He Was Everywhere, and He Was Always Kind Remembering Lyle Tuttle – A True Dead Idol
I met Lyle Tuttle in 2013. At the time, I didn’t realize how often our paths would cross, or how much those moments would stick with me. But somehow—without fail—he kept showing up. At conventions, in quiet corners, on stages, or just floating through a room like a living relic of tattoo history. Wide-eyed. Smiling. Present.
Lyle had that rare kind of presence. The kind that made the moment feel bigger just by being in it. I ran into him a few times a year until he passed, and every time felt like a reminder of what it means to leave a mark—not just on skin, but on people, on culture, on time itself.
He was a showman. A historian. A hell of a storyteller.
He didn’t tattoo Janis Joplin—Pat Martynuik did—but Lyle made the world believe it. He understood something deeper than fact: that to keep tattooing alive, it needed more than skill. It needed a mythos. A spotlight. A stage. And he stepped right into that role without hesitation.

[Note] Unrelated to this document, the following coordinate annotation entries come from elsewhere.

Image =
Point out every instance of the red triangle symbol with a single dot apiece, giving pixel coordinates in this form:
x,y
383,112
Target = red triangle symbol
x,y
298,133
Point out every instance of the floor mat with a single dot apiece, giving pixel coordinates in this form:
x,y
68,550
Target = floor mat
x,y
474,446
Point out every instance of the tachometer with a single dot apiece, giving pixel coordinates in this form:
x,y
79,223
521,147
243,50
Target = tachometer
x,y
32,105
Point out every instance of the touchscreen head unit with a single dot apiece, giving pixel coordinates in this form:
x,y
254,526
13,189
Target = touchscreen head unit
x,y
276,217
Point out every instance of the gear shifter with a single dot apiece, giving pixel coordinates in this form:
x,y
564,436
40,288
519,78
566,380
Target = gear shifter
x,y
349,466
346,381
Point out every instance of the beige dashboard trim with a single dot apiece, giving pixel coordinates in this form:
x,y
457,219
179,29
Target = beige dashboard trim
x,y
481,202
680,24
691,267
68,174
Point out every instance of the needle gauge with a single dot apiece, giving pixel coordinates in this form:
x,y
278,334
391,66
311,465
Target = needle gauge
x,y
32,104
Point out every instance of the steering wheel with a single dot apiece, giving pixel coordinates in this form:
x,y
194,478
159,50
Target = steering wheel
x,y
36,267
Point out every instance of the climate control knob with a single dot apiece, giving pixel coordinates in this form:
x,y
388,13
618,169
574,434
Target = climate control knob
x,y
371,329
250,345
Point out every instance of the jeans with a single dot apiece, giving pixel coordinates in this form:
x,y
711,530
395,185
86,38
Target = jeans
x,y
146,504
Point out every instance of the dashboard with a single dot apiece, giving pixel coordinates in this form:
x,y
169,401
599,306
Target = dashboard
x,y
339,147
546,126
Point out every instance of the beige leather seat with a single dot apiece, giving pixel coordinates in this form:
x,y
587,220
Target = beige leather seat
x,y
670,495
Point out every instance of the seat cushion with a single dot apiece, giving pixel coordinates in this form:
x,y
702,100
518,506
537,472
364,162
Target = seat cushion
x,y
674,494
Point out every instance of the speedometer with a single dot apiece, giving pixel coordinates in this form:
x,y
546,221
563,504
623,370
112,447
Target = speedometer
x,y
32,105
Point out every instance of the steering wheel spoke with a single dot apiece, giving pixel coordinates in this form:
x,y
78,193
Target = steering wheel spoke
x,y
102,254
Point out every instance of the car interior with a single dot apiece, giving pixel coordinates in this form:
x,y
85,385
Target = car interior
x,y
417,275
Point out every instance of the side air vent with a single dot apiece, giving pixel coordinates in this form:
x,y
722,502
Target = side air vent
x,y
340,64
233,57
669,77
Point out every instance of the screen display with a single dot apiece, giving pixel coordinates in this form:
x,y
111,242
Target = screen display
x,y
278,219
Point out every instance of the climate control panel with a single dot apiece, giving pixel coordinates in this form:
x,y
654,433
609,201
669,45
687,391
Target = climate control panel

At Dead Idols, we’re not obsessed with getting every detail historically perfect. We’re here to preserve the soul of those who shaped the path. The ones who made the craft feel sacred. The ones who turned the lights on and let the world see it for what it was—raw, imperfect, beautiful.
Lyle Tuttle made tattooing feel big.
Loud.
Important.
He turned a subculture into a cultural marker.
That’s why he’s a Dead Idol.
Thank you, Lyle—for the time, the stories, the spark.
We’re still out here holding the line.